On Wednesday, the Federal Reserve is widely expected to cut interest rates after keeping them at a 23-year high for more than a year, fueling hopes that America’s sluggish housing market might soon turn a corner.
Mortgage rates have doubled since 2020, contributing to one of the most unaffordable housing markets in history. While the Fed doesn’t directly set mortgage rates, its actions affect borrowing costs throughout the economy.
The most apparent effect: An interest rate cut could help ease the upward pressure on mortgage rates, making one piece of the homebuying equation more affordable. That could be good news for first-time homebuyers and existing homeowners who have been hesitant to put their houses up for sale in a higher interest-rate environment. It could also spell fiercer competition among homebuyers, though.
In fact, mortgage rates have already begun steadily falling in anticipation of the Fed’s expected Wednesday cut. According to Freddie Mac, the average 30-year fixed mortgage rate fell to 6.20% last week — the lowest level since February 2023, and down significantly from last year’s peak of 7.79%.
A single percentage point change in mortgage rates may not seem like a lot, but it can save homebuyers hundreds of dollars in monthly payments.
Consider as an example a home sold for $422,600, the median sales price of a home in the US according to the National Association of Realtors. Assuming the buyer put down a 20% deposit at closing and has a standard 30-year fixed mortgage rate, that buyer could save more than $2,600 per year on interest payments if they lock in a 6% mortgage rate compared to 7%.
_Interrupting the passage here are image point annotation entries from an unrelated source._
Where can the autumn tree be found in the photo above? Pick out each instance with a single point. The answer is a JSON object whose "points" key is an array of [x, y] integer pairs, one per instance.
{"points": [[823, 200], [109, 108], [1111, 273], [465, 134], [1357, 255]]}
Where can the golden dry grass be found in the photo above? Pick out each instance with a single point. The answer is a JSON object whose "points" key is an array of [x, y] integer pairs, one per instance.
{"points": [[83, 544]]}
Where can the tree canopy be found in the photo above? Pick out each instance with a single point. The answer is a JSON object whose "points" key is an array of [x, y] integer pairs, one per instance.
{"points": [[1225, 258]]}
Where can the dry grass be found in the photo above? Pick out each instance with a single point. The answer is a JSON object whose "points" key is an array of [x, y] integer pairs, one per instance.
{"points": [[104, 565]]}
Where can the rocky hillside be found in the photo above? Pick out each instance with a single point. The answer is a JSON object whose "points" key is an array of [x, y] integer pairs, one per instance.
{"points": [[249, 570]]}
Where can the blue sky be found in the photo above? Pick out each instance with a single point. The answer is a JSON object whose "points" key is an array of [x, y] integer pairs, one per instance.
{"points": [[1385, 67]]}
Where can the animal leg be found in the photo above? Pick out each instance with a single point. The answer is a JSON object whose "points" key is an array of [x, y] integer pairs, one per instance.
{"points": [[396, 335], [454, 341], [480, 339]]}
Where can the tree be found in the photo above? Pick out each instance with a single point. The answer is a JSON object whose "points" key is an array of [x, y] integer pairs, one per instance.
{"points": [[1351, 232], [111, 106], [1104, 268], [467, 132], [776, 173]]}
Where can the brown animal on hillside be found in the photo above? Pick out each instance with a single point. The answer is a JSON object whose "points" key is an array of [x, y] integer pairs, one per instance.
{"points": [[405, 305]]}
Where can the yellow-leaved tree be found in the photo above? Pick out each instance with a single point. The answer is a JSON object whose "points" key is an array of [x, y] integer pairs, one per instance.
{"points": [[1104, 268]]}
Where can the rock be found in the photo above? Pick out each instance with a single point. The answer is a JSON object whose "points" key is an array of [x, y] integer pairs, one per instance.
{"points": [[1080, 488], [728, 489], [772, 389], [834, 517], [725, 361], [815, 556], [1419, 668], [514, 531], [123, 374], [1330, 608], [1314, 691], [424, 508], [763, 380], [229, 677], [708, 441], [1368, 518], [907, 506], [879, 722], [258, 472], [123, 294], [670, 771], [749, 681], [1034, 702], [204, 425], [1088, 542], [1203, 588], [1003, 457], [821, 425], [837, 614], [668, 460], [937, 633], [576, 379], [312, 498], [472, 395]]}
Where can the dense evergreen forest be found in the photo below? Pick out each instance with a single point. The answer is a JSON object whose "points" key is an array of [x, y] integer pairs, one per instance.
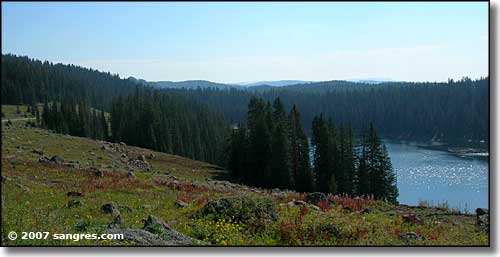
{"points": [[75, 99], [271, 143], [26, 81], [168, 123], [452, 112], [272, 150]]}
Supply has been another key factor contributing to housing market difficulties: Homeowners who locked in ultra-low pandemic-era mortgage rates were less willing to sell their homes. That has created more fierce competition, often leading to bidding wars for existing homes on the market.
Falling rates may finally break that mortgage “lock-in” effect.
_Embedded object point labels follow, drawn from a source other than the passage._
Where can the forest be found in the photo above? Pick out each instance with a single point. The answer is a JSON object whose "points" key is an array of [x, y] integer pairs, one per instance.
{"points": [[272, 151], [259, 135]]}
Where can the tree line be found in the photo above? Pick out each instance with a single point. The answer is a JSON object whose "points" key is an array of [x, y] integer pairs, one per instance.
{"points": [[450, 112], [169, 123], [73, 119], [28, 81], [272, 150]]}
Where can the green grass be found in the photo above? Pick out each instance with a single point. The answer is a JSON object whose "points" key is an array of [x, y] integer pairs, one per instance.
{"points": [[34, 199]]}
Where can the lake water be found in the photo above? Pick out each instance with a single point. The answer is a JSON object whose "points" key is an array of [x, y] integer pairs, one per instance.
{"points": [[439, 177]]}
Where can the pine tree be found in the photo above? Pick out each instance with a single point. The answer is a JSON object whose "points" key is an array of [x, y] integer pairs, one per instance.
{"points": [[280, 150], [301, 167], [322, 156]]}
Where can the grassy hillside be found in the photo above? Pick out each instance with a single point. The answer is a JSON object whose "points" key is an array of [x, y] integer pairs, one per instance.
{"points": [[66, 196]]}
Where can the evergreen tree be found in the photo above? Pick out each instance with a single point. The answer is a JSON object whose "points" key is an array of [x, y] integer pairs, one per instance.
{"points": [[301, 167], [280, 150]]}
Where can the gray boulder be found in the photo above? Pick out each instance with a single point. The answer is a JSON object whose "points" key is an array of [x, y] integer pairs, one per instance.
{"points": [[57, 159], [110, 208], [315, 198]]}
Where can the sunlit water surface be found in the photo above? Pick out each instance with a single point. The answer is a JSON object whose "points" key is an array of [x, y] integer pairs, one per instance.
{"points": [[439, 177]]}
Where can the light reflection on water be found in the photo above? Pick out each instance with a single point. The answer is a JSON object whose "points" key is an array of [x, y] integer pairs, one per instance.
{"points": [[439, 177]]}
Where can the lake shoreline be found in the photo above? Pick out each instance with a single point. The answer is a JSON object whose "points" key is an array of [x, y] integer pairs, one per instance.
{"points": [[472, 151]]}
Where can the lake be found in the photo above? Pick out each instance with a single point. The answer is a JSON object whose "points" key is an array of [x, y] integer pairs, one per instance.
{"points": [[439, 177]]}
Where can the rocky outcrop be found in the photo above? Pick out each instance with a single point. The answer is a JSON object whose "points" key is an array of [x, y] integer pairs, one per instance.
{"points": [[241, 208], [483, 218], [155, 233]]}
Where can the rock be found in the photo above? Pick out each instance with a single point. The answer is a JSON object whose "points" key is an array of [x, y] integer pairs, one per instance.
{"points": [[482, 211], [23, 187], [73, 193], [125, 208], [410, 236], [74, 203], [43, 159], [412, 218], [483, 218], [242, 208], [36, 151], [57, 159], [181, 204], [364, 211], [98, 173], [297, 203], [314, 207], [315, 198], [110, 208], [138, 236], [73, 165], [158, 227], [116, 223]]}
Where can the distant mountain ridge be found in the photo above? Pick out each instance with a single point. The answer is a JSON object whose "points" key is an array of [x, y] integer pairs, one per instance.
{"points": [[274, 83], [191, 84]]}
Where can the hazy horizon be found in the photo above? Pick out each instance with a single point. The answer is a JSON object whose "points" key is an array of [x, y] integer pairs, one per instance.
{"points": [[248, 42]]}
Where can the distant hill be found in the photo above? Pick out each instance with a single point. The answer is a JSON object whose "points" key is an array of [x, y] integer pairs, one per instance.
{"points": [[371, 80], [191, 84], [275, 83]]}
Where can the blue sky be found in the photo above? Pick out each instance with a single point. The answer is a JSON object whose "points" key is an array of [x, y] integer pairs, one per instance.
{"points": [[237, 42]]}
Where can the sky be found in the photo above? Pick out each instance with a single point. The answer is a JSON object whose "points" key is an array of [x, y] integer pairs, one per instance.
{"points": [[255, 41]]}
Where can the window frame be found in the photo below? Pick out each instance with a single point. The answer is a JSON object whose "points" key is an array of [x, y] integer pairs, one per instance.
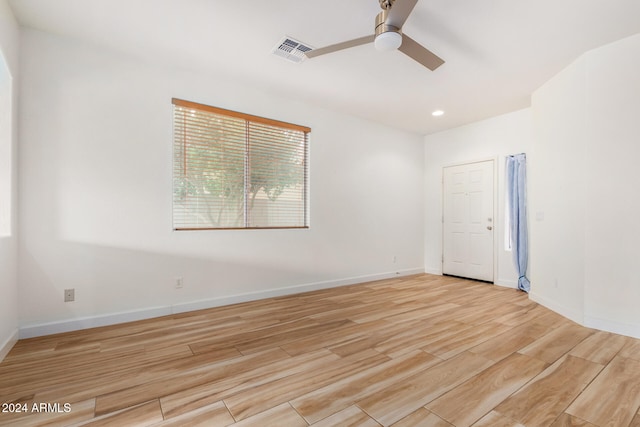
{"points": [[248, 118]]}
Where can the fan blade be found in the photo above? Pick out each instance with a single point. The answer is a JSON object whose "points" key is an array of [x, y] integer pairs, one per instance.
{"points": [[399, 12], [417, 52], [340, 46]]}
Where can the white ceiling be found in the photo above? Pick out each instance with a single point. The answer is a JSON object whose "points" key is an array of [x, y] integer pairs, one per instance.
{"points": [[497, 52]]}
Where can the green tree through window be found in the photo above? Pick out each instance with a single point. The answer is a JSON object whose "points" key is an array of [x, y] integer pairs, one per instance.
{"points": [[232, 170]]}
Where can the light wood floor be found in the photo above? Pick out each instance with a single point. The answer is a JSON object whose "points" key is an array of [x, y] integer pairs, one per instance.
{"points": [[418, 351]]}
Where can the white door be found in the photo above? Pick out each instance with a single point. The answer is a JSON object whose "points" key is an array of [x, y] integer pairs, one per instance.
{"points": [[467, 218]]}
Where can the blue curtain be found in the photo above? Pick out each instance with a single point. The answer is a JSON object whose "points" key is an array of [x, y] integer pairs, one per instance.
{"points": [[516, 188]]}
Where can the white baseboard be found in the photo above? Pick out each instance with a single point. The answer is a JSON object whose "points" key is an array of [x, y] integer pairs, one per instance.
{"points": [[628, 329], [571, 314], [434, 271], [8, 344], [30, 331], [507, 283], [278, 292]]}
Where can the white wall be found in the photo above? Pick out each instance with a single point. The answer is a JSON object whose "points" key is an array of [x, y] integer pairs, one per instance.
{"points": [[494, 138], [585, 178], [9, 42], [558, 194], [95, 183]]}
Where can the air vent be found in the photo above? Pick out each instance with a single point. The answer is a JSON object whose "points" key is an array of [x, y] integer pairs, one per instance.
{"points": [[291, 49]]}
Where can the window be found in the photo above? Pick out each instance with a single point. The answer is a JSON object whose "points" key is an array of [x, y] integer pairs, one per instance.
{"points": [[232, 170]]}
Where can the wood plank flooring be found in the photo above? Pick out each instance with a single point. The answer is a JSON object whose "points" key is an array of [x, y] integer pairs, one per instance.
{"points": [[415, 351]]}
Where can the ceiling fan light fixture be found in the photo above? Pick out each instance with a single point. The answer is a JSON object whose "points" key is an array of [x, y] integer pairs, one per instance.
{"points": [[389, 40]]}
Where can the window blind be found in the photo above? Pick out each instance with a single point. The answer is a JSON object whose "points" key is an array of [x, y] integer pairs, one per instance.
{"points": [[232, 170]]}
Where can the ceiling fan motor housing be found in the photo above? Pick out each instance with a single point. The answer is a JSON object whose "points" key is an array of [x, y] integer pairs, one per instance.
{"points": [[388, 37]]}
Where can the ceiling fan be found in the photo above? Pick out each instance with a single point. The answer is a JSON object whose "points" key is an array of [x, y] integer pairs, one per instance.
{"points": [[388, 35]]}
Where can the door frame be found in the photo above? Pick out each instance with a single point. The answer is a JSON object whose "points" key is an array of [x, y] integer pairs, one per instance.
{"points": [[496, 228]]}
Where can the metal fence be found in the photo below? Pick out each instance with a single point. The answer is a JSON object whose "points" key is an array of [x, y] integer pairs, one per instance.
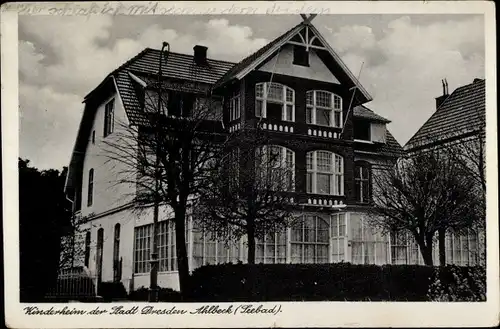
{"points": [[74, 283]]}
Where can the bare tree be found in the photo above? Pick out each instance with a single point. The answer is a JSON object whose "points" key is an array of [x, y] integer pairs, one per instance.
{"points": [[425, 192], [167, 156], [249, 191]]}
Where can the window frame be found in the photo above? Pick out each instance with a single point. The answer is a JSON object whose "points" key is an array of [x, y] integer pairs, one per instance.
{"points": [[90, 188], [263, 153], [284, 102], [302, 243], [109, 117], [277, 243], [314, 107], [359, 166], [336, 187], [234, 108]]}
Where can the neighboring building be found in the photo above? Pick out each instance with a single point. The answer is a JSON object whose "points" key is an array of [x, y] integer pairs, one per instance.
{"points": [[296, 87], [459, 120]]}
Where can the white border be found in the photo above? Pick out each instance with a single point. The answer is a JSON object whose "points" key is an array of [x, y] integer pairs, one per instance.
{"points": [[310, 314]]}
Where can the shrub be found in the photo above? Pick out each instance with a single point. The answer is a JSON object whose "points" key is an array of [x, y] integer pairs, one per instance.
{"points": [[454, 283], [111, 291], [316, 282], [164, 295]]}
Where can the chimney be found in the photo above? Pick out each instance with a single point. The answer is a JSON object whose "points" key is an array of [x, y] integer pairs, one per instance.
{"points": [[200, 55], [440, 100]]}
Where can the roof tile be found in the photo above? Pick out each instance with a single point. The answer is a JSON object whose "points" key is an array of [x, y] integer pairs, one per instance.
{"points": [[463, 111]]}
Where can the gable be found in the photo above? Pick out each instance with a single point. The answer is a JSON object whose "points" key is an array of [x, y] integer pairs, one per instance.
{"points": [[282, 63], [306, 35], [462, 113]]}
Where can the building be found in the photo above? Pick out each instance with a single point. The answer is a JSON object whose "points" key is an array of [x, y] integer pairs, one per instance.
{"points": [[459, 121], [296, 87]]}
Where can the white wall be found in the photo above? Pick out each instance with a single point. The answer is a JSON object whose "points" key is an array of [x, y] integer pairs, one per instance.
{"points": [[316, 70], [107, 194]]}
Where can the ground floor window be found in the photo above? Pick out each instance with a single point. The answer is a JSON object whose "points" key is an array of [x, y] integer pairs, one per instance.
{"points": [[166, 247], [339, 237], [271, 249], [369, 246], [462, 249], [310, 241], [211, 249]]}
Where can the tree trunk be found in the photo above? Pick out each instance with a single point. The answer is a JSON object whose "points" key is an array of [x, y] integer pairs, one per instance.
{"points": [[251, 242], [442, 246], [425, 246], [180, 244]]}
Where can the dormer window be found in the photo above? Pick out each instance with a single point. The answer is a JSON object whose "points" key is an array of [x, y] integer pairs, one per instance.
{"points": [[324, 108], [109, 117], [274, 101], [362, 130], [300, 56], [234, 108]]}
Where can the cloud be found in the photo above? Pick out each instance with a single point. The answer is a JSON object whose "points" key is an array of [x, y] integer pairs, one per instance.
{"points": [[50, 94], [404, 65]]}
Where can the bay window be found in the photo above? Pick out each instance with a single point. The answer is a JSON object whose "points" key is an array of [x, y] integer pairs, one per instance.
{"points": [[324, 108], [368, 245], [325, 173], [310, 240], [276, 166], [274, 101], [271, 249]]}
“There are homeowners who would have liked to sell already but didn’t because they couldn’t afford their next mortgage given how high rates are,” said Daryl Fairweather, Redfin’s chief economist. “The more that rates come down, the more feasible it is for those people to sell their homes and buy again.”
That said, it’s highly unlikely that mortgage rates will fall back down to where they were in the early days of the pandemic when the Fed slashed interest rates in an emergency move to buoy the economy, Fairweather said.
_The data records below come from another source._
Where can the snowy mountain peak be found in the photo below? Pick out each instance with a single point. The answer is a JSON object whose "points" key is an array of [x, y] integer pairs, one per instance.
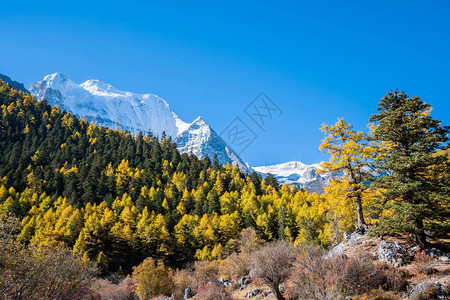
{"points": [[107, 106]]}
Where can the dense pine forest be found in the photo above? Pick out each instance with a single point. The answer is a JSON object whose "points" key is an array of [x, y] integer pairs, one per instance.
{"points": [[115, 199]]}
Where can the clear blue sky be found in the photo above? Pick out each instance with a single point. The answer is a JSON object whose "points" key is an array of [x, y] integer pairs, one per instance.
{"points": [[318, 60]]}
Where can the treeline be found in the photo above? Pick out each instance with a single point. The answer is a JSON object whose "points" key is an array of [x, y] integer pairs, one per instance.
{"points": [[117, 198]]}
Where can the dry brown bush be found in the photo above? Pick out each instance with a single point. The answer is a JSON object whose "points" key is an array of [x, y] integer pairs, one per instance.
{"points": [[205, 271], [152, 278], [423, 263], [236, 265], [214, 291], [272, 263], [318, 277], [184, 278], [105, 289]]}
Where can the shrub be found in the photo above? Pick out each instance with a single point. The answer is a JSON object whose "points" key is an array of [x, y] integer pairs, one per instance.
{"points": [[152, 279], [182, 279], [214, 291], [318, 277], [272, 263], [205, 271], [236, 265], [105, 289], [423, 263]]}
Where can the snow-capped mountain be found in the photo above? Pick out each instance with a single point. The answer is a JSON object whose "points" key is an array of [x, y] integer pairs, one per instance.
{"points": [[108, 106], [299, 174]]}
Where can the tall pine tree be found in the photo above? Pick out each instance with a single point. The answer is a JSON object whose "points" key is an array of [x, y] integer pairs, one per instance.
{"points": [[416, 187]]}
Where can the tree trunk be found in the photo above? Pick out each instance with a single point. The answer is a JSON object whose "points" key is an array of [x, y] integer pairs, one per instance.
{"points": [[420, 236], [277, 292], [361, 226]]}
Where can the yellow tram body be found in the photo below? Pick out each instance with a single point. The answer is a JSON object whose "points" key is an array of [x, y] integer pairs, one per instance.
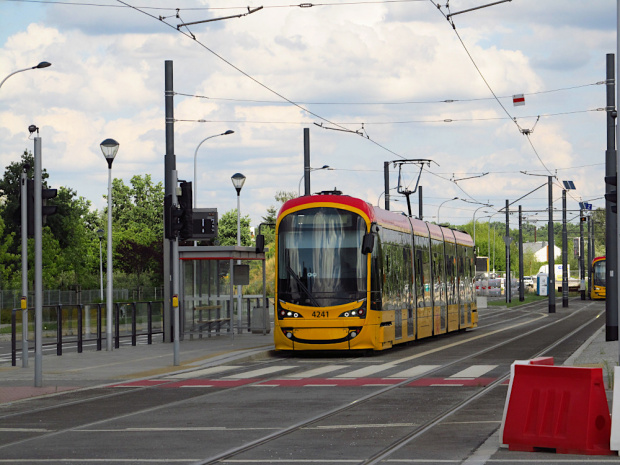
{"points": [[350, 276]]}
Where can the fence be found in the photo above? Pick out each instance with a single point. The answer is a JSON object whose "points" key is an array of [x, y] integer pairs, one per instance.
{"points": [[12, 298], [76, 324]]}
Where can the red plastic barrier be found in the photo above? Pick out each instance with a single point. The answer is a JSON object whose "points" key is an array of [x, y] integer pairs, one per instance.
{"points": [[561, 408], [541, 361]]}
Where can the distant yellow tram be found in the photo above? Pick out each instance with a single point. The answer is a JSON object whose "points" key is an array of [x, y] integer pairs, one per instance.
{"points": [[351, 276], [599, 288]]}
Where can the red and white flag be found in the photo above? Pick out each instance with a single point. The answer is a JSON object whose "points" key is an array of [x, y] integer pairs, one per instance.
{"points": [[518, 100]]}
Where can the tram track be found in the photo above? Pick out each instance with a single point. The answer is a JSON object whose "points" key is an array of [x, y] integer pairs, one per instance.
{"points": [[97, 397], [477, 335], [420, 430]]}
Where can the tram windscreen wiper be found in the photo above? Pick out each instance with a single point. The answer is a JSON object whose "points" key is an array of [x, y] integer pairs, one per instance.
{"points": [[302, 285]]}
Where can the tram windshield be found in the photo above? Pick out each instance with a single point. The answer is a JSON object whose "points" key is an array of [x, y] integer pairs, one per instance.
{"points": [[320, 260], [598, 273]]}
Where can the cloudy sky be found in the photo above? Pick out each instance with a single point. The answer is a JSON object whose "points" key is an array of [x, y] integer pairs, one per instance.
{"points": [[386, 80]]}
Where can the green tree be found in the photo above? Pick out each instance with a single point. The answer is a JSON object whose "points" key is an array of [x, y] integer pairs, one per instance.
{"points": [[137, 223]]}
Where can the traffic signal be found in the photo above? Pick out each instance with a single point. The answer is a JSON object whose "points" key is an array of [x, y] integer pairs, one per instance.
{"points": [[46, 210], [172, 215], [185, 204], [612, 196]]}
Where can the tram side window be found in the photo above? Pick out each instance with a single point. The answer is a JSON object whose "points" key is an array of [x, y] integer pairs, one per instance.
{"points": [[376, 276], [599, 271], [460, 272], [393, 285], [423, 271]]}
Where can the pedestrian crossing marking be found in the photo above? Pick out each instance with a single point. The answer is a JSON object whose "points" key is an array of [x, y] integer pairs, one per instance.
{"points": [[260, 372], [415, 371], [317, 371], [474, 371], [203, 372], [366, 371]]}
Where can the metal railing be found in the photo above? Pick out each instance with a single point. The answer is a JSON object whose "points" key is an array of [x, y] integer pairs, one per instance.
{"points": [[72, 324]]}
Most investors are betting that the Fed will cut its benchmark interest rate by just a quarter-point on Wednesday. While future cuts are expected, there’s no guarantee when they will happen.
“A lot of people locked in mortgage rates at around 3%. We’re not getting back down that low,” she said.
Indeed, Wells Fargo estimates the 30-year fixed mortgage rate will average 6.5% by the end of 2024 and 5.9% by the end of 2025.
If you bought a home in 2022 or 2023, the prospect of refinancing your mortgage might seem appealing as rates fall. Some financial advisers counsel to wait until you can get a mortgage rate that is a full percentage point below the rate you’re already paying, said Fairweather.
“If you got a 7.5% mortgage rate, you may already be in the money to refinance,” she said. “If I were in the position of somebody who got a really high rate, I would probably wait to see where rates are headed.”
If you’re a potential homebuyer itching to come off the sidelines, however, a further drop in mortgage rates may end up being a double-edged sword.
While lower rates could give homebuyers more purchasing power, they could also lead to more intense competition for homes on the market, driving record-high home prices even higher.
“It’s one of those things where you should be careful what you wish for,” said Greg McBride, the chief financial analyst at Bankrate. “A further drop in mortgage rates could bring a surge of demand that makes it tougher to actually buy a house.”
Another factor that may eventually increase demand is the recent rule changes by the National Association of Realtors.
The changes, which went into effect on August 17, are designed to shift the way the 1.5 million NAR real estate professionals are paid when they help people buy and sell homes.
“It’s been a little bit difficult to navigate the housing market right now because of that rule change,” said Fairweather. “I think a lot of buyers are waiting until next year to jump in.”
Overall, it’s tough to perfectly time the housing market, though speaking to several mortgage lenders to compare their rates can help you secure a lower rate.
While falling mortgage rates may make the prospect of buying a home more appealing to some, it shouldn’t be the sole deciding factor, said Leo Pareja, the CEO of eXp Realty, one of the largest real estate brokerages in the US.
“I always tell people, lock in what you can afford,” said Pareja. “Your home is where you raise your family. It’s your lifestyle, proximity to activities, to school and all these different ingredients. It’s not just a return on investment.”